Published by St. Louis American – September 26, 2016
The demand for police body cams is growing as urban communities experience more blatant forms of police terrorism. The demands are coming from a place of utter frustration and grief. And while I understand the desperate need for anything that can aid citizens in holding officers accountable along with the departments that often cover for them, I suggest we slow down and look both at what we know and what we don’t know.
The first such video that was widely publicized was that of the beat-down of Rodney King by Los Angeles police officers in 1991. Tased, stomped unmercifully and hit numerous times with police batons, King suffered nine skull fractures, a broken leg, a concussion, injuries to both knees, a shattered eye socket and cheekbone, and a paralyzed face. He would never be the same, mentally or physically, dying at the premature age of 47.
Black and brown communities thought the video would be vindication of our long-expressed experiences with police violence often hidden from the mainstream media.
Ha! By the time the attorneys for the police officers involved in the beating got finished interpreting the video, jurors were made to believe that all King’s defensive moves to protect himself were aggressive moves towards officers. It was a case of “who do you believe – us or your lying eyes?” All of the white officers were acquitted of criminal charges, which resulted in South Central going up in flames.
In the 25 years since that infamous video, there have been thousands of police encounters videotaped and, once the internet hit the scene, uploaded on social media. Many of these videos show the actual killing of the citizen by police. Examples of unarmed black men like Eric Garner, Walter Scott, Kajieme Powell and most recently Terence Crutcher and Keith Scott have unfortunately become commonplace in our public consciousness. Videos have not proven to make such cases a slam-dunk because of the same kind of police interpretation presented in the Rodney King case. Add to that the almost undisputable claim of an officer feeling “threatened” and a visual accounting of the incident as evidence of criminal action literally evaporates like a Snapchat photo.
A recent national survey of nearly every large police department indicates that nearly 95 percent plan to move forward with body cams or have already instituted their use. The survey was done by the Major Cities Chiefs Association and the Major County Sheriffs’ Association. Still, in a knee-jerk response, the Department of Justice plans to give $20 million to police departments to buy body cameras as part of a three-year $75 million program.
It’s no surprise that nearly 80 percent of police dashboard cameras of Chicago PD and LAPD reported experiencing audio problems, which police officials blamed on “officer error” and “intentional destruction.” If there’s no audio, police get to make up their own script about an incident.
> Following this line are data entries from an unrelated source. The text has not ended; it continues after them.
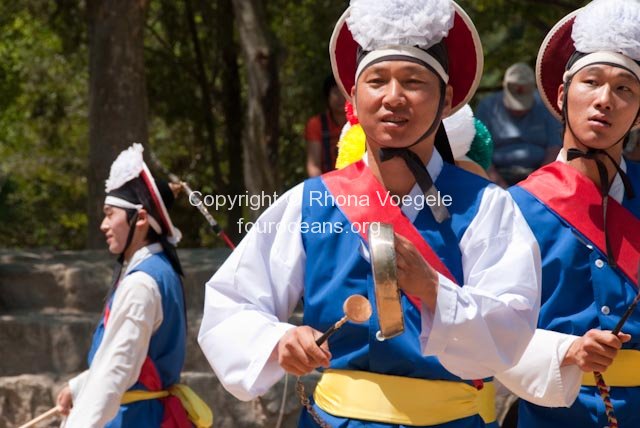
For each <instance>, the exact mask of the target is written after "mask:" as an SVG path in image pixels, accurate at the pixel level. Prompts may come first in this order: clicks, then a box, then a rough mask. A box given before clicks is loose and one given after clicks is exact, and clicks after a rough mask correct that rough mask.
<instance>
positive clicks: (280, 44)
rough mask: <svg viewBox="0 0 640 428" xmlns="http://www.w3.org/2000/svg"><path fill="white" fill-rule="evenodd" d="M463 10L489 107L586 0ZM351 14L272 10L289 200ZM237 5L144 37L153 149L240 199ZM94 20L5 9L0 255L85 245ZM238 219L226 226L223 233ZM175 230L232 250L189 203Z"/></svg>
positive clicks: (557, 1) (180, 216)
mask: <svg viewBox="0 0 640 428" xmlns="http://www.w3.org/2000/svg"><path fill="white" fill-rule="evenodd" d="M459 3H460V4H461V5H462V7H463V8H464V9H465V10H466V11H467V12H468V13H469V15H470V16H471V18H472V19H473V20H474V22H475V23H476V25H477V27H478V30H479V32H480V35H481V39H482V41H483V47H484V52H485V73H484V77H483V80H482V84H481V91H480V96H481V95H482V94H483V93H486V92H488V91H490V90H493V89H496V88H497V87H499V86H500V82H501V79H502V74H503V72H504V70H505V69H506V68H507V67H508V66H509V65H510V64H511V63H513V62H516V61H525V62H528V63H529V64H531V65H534V63H535V57H536V55H537V51H538V47H539V45H540V43H541V41H542V39H543V38H544V36H545V35H546V33H547V31H548V30H549V29H550V28H551V26H552V25H553V24H554V23H555V22H556V21H557V20H558V19H559V18H561V17H562V16H564V15H565V14H566V13H568V12H570V11H571V10H573V9H575V8H577V7H579V6H581V5H583V4H584V3H586V1H581V0H460V1H459ZM347 5H348V1H347V0H339V1H336V0H295V1H291V0H271V1H269V2H265V7H266V12H267V20H268V27H269V29H270V31H271V32H272V33H273V34H274V36H275V38H276V48H277V52H278V55H279V79H280V84H281V91H280V96H281V101H280V125H281V126H280V130H281V131H280V140H279V159H278V161H279V168H280V169H281V174H280V176H281V177H282V178H283V182H282V183H281V191H280V192H279V193H282V191H284V190H286V189H287V188H289V187H291V186H292V185H294V184H295V183H297V182H299V181H300V180H302V179H303V178H304V177H305V167H304V165H305V147H304V141H303V138H302V134H303V129H304V125H305V122H306V120H307V118H308V117H309V116H311V115H313V114H316V113H318V112H319V111H321V110H322V109H323V108H324V106H323V102H324V100H323V97H322V93H321V87H322V82H323V80H324V78H325V76H326V75H327V74H329V73H330V71H331V68H330V64H329V55H328V42H329V37H330V35H331V32H332V31H333V26H334V24H335V22H336V20H337V19H338V17H339V16H340V14H341V13H342V12H343V11H344V9H345V8H346V7H347ZM230 6H231V3H230V1H229V0H213V1H207V2H204V1H196V0H180V1H175V0H154V1H150V2H148V11H147V24H146V27H145V29H144V31H145V58H144V60H145V67H146V70H147V73H146V79H147V88H148V101H149V142H148V147H150V148H151V149H153V150H154V151H155V152H156V153H157V155H158V157H159V158H160V159H161V160H162V161H163V163H165V164H166V165H167V166H168V167H169V168H170V169H171V170H173V171H174V172H176V173H177V174H178V175H180V176H182V177H183V178H185V179H186V180H187V181H189V183H190V184H191V186H192V187H193V188H194V189H198V190H201V191H202V192H203V193H205V194H209V193H212V194H224V193H226V192H230V191H234V192H238V189H234V190H231V189H232V187H231V186H232V185H234V184H240V190H239V192H242V191H243V190H244V189H243V188H242V172H241V171H240V170H239V169H238V168H236V169H234V168H232V167H231V159H232V156H233V155H234V154H237V153H239V152H240V151H241V150H242V145H241V141H240V139H239V137H237V136H236V137H233V135H234V134H233V132H232V131H233V130H237V129H242V128H243V127H245V126H246V125H245V124H244V113H243V112H244V107H243V106H244V103H245V101H244V100H245V99H246V88H247V85H246V77H245V75H244V69H243V68H242V63H243V58H242V52H241V50H240V48H239V46H238V35H237V34H236V31H235V30H234V29H233V27H232V26H233V25H234V22H233V19H232V12H231V11H230ZM85 7H86V2H73V1H65V0H56V1H54V0H24V1H20V2H3V4H2V5H0V31H1V33H2V39H1V40H0V247H34V246H47V247H54V248H60V249H70V248H82V247H83V246H84V244H85V234H86V230H85V229H86V224H87V216H86V208H87V201H86V194H87V189H86V187H87V183H86V169H87V152H88V127H89V124H88V120H87V117H88V101H87V94H88V64H87V61H88V48H87V41H86V37H87V28H86V25H87V19H86V10H85ZM190 19H192V20H193V23H194V26H193V27H191V26H190V25H189V21H190ZM194 29H195V33H194V32H193V30H194ZM196 41H197V43H198V45H199V48H200V54H201V56H200V57H198V56H197V55H196V49H195V43H196ZM199 60H200V61H199ZM238 67H239V75H237V76H236V77H235V82H236V83H237V89H234V91H235V95H234V94H229V91H228V90H227V89H228V87H229V86H228V82H229V80H228V79H229V76H235V74H234V73H236V72H237V71H236V70H235V69H237V68H238ZM225 82H227V83H225ZM229 102H236V103H239V107H238V108H239V109H240V112H241V113H238V114H235V115H234V114H231V113H229V111H231V110H229V109H228V106H229ZM236 135H237V134H236ZM155 172H157V171H155ZM227 214H228V213H227V212H226V211H223V212H219V213H214V215H215V216H216V218H217V219H218V220H219V221H220V222H221V223H222V224H223V226H227V224H226V222H227ZM244 214H245V215H247V214H248V213H244ZM174 221H175V223H176V224H177V225H178V226H179V227H180V228H181V229H182V230H183V232H184V235H185V238H184V243H183V244H184V246H202V245H204V246H210V245H221V244H220V240H219V239H218V238H217V237H215V236H214V235H213V234H212V233H211V232H210V231H209V229H208V226H207V224H206V223H205V221H204V219H202V218H201V216H200V215H199V214H198V213H197V212H196V210H195V209H194V208H193V207H190V206H189V205H188V202H187V199H186V198H184V197H183V198H182V199H181V200H180V201H179V202H178V206H177V209H176V210H175V213H174ZM233 227H235V225H231V226H230V227H228V228H227V229H231V228H233Z"/></svg>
And take the case of Jeremy Dear, an Albuquerque cop who was fired after a history of failing to activate his body cam just before he was about to use excessive force. One of those times involved his killing of a teenaged girl. Dear was reinstated by the city’s personnel board. Apparently, any harm done was not worth his termination.
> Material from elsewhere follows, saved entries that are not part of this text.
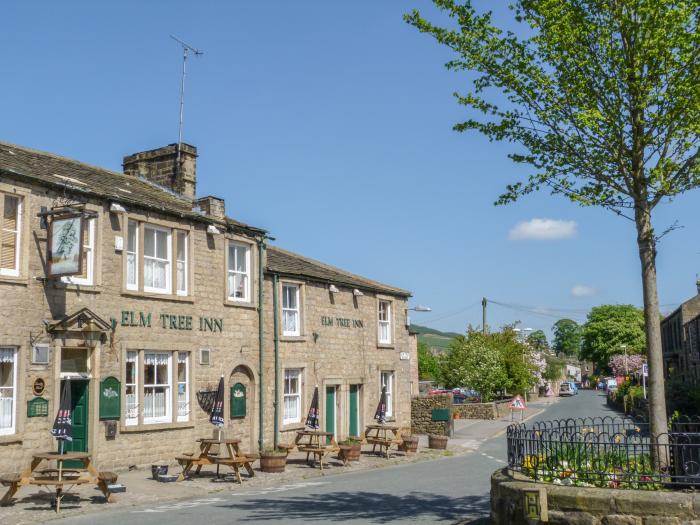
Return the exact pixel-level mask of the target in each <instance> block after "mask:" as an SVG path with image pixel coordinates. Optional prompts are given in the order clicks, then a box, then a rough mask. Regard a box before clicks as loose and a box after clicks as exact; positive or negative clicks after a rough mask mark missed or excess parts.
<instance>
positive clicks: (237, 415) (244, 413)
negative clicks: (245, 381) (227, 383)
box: [231, 383, 246, 417]
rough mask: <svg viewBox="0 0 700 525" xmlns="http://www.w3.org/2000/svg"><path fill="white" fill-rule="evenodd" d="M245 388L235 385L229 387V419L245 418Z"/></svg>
mask: <svg viewBox="0 0 700 525" xmlns="http://www.w3.org/2000/svg"><path fill="white" fill-rule="evenodd" d="M245 397H246V396H245V386H244V385H242V384H241V383H236V384H235V385H233V386H232V387H231V417H245Z"/></svg>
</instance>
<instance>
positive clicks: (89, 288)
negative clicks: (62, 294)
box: [53, 281, 102, 294]
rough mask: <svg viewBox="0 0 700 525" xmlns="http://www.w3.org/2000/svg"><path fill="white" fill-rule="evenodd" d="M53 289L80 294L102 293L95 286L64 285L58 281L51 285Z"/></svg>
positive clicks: (80, 284)
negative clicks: (77, 292) (75, 292)
mask: <svg viewBox="0 0 700 525" xmlns="http://www.w3.org/2000/svg"><path fill="white" fill-rule="evenodd" d="M53 288H54V289H60V290H66V291H72V292H81V293H94V294H98V293H102V289H101V288H100V287H99V286H97V285H95V284H77V283H64V282H63V281H59V282H54V283H53Z"/></svg>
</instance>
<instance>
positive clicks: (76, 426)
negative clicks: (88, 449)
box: [56, 379, 90, 468]
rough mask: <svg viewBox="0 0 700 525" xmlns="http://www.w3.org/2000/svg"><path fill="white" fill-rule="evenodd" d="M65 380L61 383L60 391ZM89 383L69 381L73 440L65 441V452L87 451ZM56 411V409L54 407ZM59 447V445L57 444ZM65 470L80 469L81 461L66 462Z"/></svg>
mask: <svg viewBox="0 0 700 525" xmlns="http://www.w3.org/2000/svg"><path fill="white" fill-rule="evenodd" d="M65 381H66V380H65V379H64V380H63V381H61V391H63V384H64V383H65ZM89 385H90V382H89V381H84V380H77V379H71V380H70V394H71V423H72V425H73V440H72V441H68V440H66V441H65V442H64V445H63V450H64V451H65V452H87V451H88V413H89V400H90V389H89V388H88V386H89ZM56 410H58V407H56ZM59 446H60V443H59ZM64 466H65V467H66V468H81V467H82V466H83V462H82V461H66V462H65V463H64Z"/></svg>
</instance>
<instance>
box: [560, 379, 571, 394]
mask: <svg viewBox="0 0 700 525" xmlns="http://www.w3.org/2000/svg"><path fill="white" fill-rule="evenodd" d="M559 395H560V396H562V397H564V396H573V395H574V391H573V389H572V388H571V385H570V384H569V383H566V382H564V383H562V384H561V385H559Z"/></svg>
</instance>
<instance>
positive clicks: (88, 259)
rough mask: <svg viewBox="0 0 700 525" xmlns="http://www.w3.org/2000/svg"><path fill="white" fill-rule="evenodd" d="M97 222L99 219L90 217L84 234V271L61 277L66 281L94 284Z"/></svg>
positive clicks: (87, 284) (83, 259)
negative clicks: (94, 218) (94, 268)
mask: <svg viewBox="0 0 700 525" xmlns="http://www.w3.org/2000/svg"><path fill="white" fill-rule="evenodd" d="M96 222H97V219H89V220H88V221H87V225H86V228H85V235H84V236H83V273H81V274H80V275H69V276H65V277H61V280H62V281H63V282H64V283H68V284H82V285H86V286H91V285H92V284H94V277H93V275H94V268H95V224H96Z"/></svg>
Here in St. Louis, the public found out the police code for being recorded with the videotape of the 2014 beat-down of black teenager Cortez Bufford. When Bufford’s attorneys recently released the tape, you can hear Officer Kelli Swinton warning her co-conspirators to “hold up! We’re red now. Just wait.” All charges were later dropped against Bufford, and he has filed a law suit against the St. Louis police.
The use of body cams brings with it a truckload of legitimate privacy issues. What situations should be recorded? Which incidents will be exempt from recordings? How long will footage be stored, as well as how and where? Who has access to the footage? What is the process for complying with open records requests?
The Movement for Black Lives released its policy platform on a host of issues facing the African-American community this summer. Regarding body cams, the group adopted the guidelines set forth by the Leadership Conference on Civil and Human Rights. The conference urges police departments to “commit to a set of well-defined purposes for camera use, and need to specify clear operational policies for recording, retention and access.”
That’s probably not going to happen without interference from the usual suspects. Police associations are doing all they can to block the use of body cams and block the public’s access to resulting video and audio tapes. The local police association tried to block a pilot program by Police Chief Sam Dotson on the grounds that its union contract protects officers from wearing body cams until the issues goes through the bargaining process. Chief Dotson circumvented this barrier by using sergeants, who are exempt from the union contract, for the pilot.
The police union is getting support for its rebuff of transparency with the likes of Missouri legislators, who introduced SB331 to keep police videos out of the light of the Sunshine Law. Attorney General Chris Koster, campaigning to be the next governor of Missouri, is also in favor of barring public access to the recordings.
It appears that the use of body and dashboard cameras by police departments is inevitable. After the police killing of Michael Brown Jr. the Ferguson Police Department rushed to buy cams. The St. Louis County Police Department is phasing cameras in as well.
We, as citizens, cannot make the demand for cameras without staying around for the necessary fight to implement fair and effective policies around the use of the cameras and the subsequent recordings. If we don’t, citizens should count on a very expensive program that we pay for but that only serves to shield police from the very accountability that the public has been demanding.